At The Hedgehog Program we strive to gain more and more knowledge about the different species of hedgehogs all around the world. To be able to do research, we have set up different projects and will continue to add on to them as the company develops. The Hedgehog Program only does non-invasive research, meaning we do not harm animals and try to minimal their discomfort as much as possible. A lot of our data we get directly from hobbyist owners and breeders of different pet species or from experienced and licensed rescues around the world where it involves wild hedgehogs. For example: getting pedigrees and litter outcomes from breeders, owners sending us information about their hedgehog’s health and weight. In the microscopic research, we ask for samples of hairs and quills of different species and colors of hedgehogs. Hedgehogs shed these naturally throughout their entire life and the samples don’t need to be fresh. No need for disturbing the animals! In other cases we do need a more ‘hands on’ approach. In the field researches we need to observe the animals and temporarily capture them to take stool samples. A lot of hedgehogs defecate and urinate while experiencing stress, so this usually takes a mere minute or two before they can be released back in the same place they’re captured. In these cases stress can’t be excluded, but we do try to minimize by not driving them around, not handling them too much and releasing them back right after taking the samples.
At The Hedgehog Program we believe a lot can be done without harming animals. We started as hobbyist owners of African Pygmy Hedgehogs ourselves and deeply care for the animals we work with. And we carry that through in our work as a research & education center!
Colors & genetics
African pygmy hedgehog
Since 2014 we’ve began collecting information about African pygmy hedgehog colors, through collecting pedigrees and litter outcomes, making predictions and slowly making a list of base colors. Over the years a decent color guide was made and the project was finalized in early 2021.

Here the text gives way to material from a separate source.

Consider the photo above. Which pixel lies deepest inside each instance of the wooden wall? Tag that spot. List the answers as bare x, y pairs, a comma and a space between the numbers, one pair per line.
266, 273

Since the study into African pygmy hedgehog genetics was finalized in early 2021, we’ve been setting up course to study the genetics and colors of Long-eared hedgehogs. This is the project we’re currently working on.
In order to study the average weights in different species of hedgehogs in different situations, we ask for information through a Google form. Owners can easily pass on information and for breeders and rescues there’s a special form to use for multiple hedgehogs.
The health of the species is constantly evolving and so, this study focuses on common health issues that might need a little more research. But to get a good look on these common health issues, we ask for more information through a Google form. This way we can monitor the health of the animals and can educate people on specific topics.
Field research can play a huge role in how we see animals, as we can map their natural habitat and find specific differences between species to help improve our care for the animals. In June 2025, we will be organizing a field research in Uganda to study African pygmy hedgehogs. Before that time, we will be doing some scale studies on European hedgehogs and Northern white-breasted hedgehogs. And the projects will be broadened over the years to cover multiple other species.
Through microscopic research, we can find differences between species of hedgehogs and tenrecs in regards to the structure of their quills and the pigmentation of hairs and quills. We use cross sections and scale casts for this purpose as well as close-ups and we’ll keep a full database of pictures.